Le groupe américain a annoncé en novembre la fermeture de son site rouennais de production de batteries d'automobiles. Sur fonds de crise internationale et de restructurations en chaîne dans le secteur de l'automobile, le groupe américain Johnson Controls a annoncé la fermeture dans un délai de trois à six mois de son site de production de batteries de Grand-Quevilly qui emploie deux cent quatre-vingts salariés. En cause donc, selon la direction du groupe, la chute du marché de l'automobile qui entraîne pour Johnson Controls une surproduction génératrice de stocks: le groupe veut réduire ses capacités de production actuelles en diminuant de sept millions le total de sa production établie aujourd'hui à quelque trente millions d'unités. Pour le site quevillais et ses 3,5millions de batteries produites annuellement, le couperet tombe.

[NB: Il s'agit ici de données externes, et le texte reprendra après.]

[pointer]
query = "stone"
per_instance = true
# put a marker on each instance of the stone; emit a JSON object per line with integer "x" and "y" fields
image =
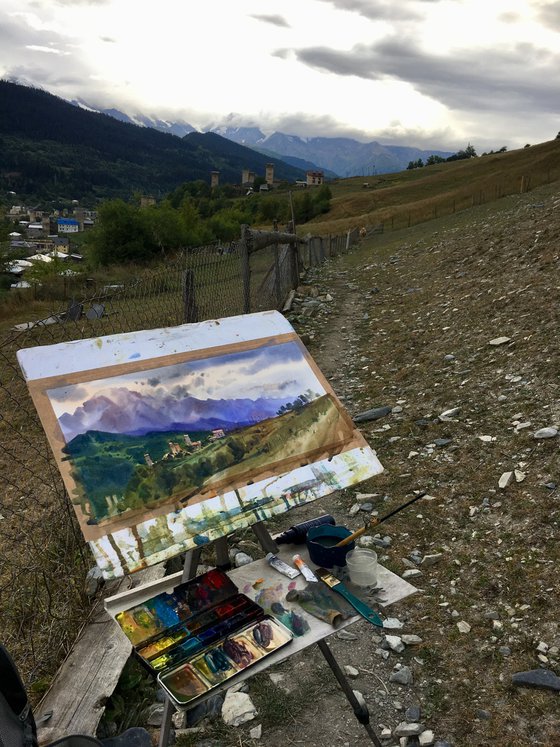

Un CA en augmentation de +10%
Une décision stratégique qui intervient quelques semaines après que le groupe a annoncé avoir réalisé «une année record», selon les propres termes du président du conseil d'administration Stephen A.Roell: soit un chiffre d'affaires 2008 de 38,1milliards de dollars en progression de +10% sur un an, pour un résultat net de 979millions de dollars. Avec notamment une croissance des ventes de +7% pour l'activité batteries du groupe que Johnson Controls justifie par une augmentation des prix de vente qui aurait permis de compenser la baisse des commandes. G.D.